Most people who work with financial advisors are in a favorable financial position, and when they learn about the HECM program their main objection is the excessively large UFMIP. We have the opportunity to change the cycle from one of decline to one of growth.
Financial advisors will have more and more clients entering into reverse mortgages and will need to become educated on the program. The HECM Saver program aligns with the financial goals of affluent borrowers, and financial advisors will be endorsing the program.
And why wouldn’t they, especially with all the benefits available? Tax benefits, Increased liquidity, growing lifetime line of credit, protection for spouses and heirs, etc.
Shifting public perception
The media often portrays reverse mortgages as loans of last resort. The HECM does attract people in difficult financial situations because those people don’t have other options and they are most likely not to be as concerned with the high UFMIP. The media sees who is attracted to the HECM program and jumps to the conclusion that the program is meant for people in difficult financial situations. The HECM program is meant for all senior homeowners and is a great tool.
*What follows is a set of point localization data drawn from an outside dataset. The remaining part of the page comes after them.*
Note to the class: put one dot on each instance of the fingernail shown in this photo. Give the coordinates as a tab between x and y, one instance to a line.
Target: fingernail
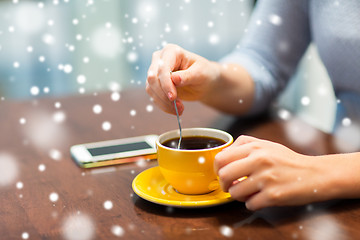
170	96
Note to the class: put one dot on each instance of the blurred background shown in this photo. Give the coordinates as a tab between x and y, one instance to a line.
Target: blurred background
67	47
62	47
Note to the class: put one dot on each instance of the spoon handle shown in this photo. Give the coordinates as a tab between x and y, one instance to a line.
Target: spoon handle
177	114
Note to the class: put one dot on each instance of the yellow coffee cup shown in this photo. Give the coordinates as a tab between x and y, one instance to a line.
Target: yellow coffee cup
190	171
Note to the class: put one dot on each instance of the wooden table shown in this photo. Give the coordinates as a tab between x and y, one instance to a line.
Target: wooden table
45	195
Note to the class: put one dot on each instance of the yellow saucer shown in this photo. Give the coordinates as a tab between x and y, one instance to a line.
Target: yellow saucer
151	185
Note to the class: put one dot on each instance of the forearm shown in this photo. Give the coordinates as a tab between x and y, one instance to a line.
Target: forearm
232	91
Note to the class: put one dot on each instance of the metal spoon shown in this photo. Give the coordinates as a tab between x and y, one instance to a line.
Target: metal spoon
177	114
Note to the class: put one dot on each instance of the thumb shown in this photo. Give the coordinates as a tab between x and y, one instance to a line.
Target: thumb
181	78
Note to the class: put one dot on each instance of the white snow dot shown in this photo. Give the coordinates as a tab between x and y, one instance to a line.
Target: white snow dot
149	108
55	154
81	90
8	169
42	167
214	39
19	185
48	39
108	25
41	59
57	105
34	90
115	96
117	231
25	235
67	68
108	205
22	121
78	37
54	196
132	112
81	79
132	56
106	126
71	48
305	101
97	109
226	231
59	117
134	20
167	28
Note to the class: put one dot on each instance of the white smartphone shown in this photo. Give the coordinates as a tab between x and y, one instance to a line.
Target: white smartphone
113	152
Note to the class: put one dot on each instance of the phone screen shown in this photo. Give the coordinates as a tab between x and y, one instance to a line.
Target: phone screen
118	148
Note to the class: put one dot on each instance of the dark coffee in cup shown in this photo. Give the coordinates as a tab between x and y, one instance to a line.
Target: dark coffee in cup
194	142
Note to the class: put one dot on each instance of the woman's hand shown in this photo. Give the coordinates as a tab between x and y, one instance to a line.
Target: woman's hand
278	176
175	73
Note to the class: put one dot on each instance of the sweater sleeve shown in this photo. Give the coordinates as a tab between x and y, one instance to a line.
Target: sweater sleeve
275	40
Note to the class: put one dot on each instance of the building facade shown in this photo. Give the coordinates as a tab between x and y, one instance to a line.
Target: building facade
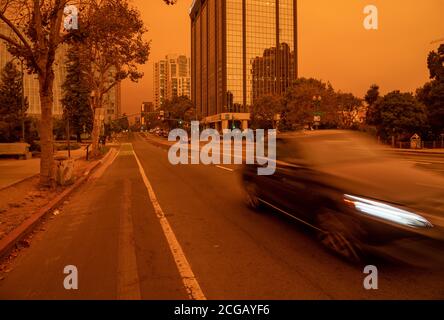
112	103
172	78
31	83
241	50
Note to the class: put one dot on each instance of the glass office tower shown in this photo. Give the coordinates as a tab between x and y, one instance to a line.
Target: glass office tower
241	50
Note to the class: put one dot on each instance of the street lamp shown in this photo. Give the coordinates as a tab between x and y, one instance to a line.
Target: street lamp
22	96
317	99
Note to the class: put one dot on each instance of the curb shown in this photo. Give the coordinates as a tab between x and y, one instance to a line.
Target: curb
9	242
407	151
20	181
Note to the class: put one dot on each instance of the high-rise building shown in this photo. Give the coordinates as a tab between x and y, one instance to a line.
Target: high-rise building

By reintroducing this great program and educating financial advisors more people will learn and recommend the reverse mortgage program. With more people obtaining the reverse mortgage out of opportunity instead of necessity, we will reshape the opinion of the product and its many benefits.
This change will take a few years and will lead to a massive increase in acceptance of the reverse mortgage product. At the peak of the HECM market, from about 2007-2009, FHA was endorsing around 110,000 HECMs annually, about twice the volume we saw in 2022. Yet, the population of seniors has increased by approximately 50% in that same timeframe. It is true that there were several factors that contributed to this decline.
The truth is still that we have a life-changing product greatly underutilized simply because of its perception. The industry volume should be closer to 200,000 units annually, and this can be achieved with the reintroduction of the HECM Saver.
Increasing popularity and accessibility
Getting wealthy people to use the program, educating financial advisors, and changing public perception is a great long-term strategy that the HECM Saver program plays well into. However, there is an immediate result in reintroducing the HECM saver and that is the options provided to the current senior population searching for the program but turned off explicitly because of that upfront cost.
More choices equal more consumers. This would be available for those with the extra equity to qualify with a reduced principal limit factor, and this may be the one thing that can tip the scales for many homeowners wanting the program.
The reintroduction of the HECM Saver program has the potential to significantly increase the popularity of reverse mortgages among a wider audience. With lower UFMIP, more homeowners will be encouraged to explore the benefits of utilizing their home equity. This increased accessibility will enable borrowers to leverage their housing wealth more effectively, contributing to improved retirement planning and financial stability.
The math for FHA
FHA risk is reduced with lower Principal Limit Factors. In order for FHA to consider a lower UFMIP option the FHA would have to reduce their risk and exposure.
● Expected Rate of 6.18% ● PL Factor 0.351
● $700,000 home value ● PL = $245,700
● UFMIP $14,000
Proposed HECM Saver:
● Expected Rate of 6.18% ● PL Factor 0.316
● $700,000 home value ● PL = $221,200
● UFMIP $70
This change has a profound long-term risk reduction to FHA, resulting in a loan balance of about 10% lower after 20 years and justifies a lower UFMIP fee.
Over a 20-year time frame, a reduction of just 3.5% of the principal limit upfront saves FHA $92,000 of risk, or about 10% of the loan amount.
This column does not necessarily reflect the opinion of Reverse Mortgage Daily and its owners.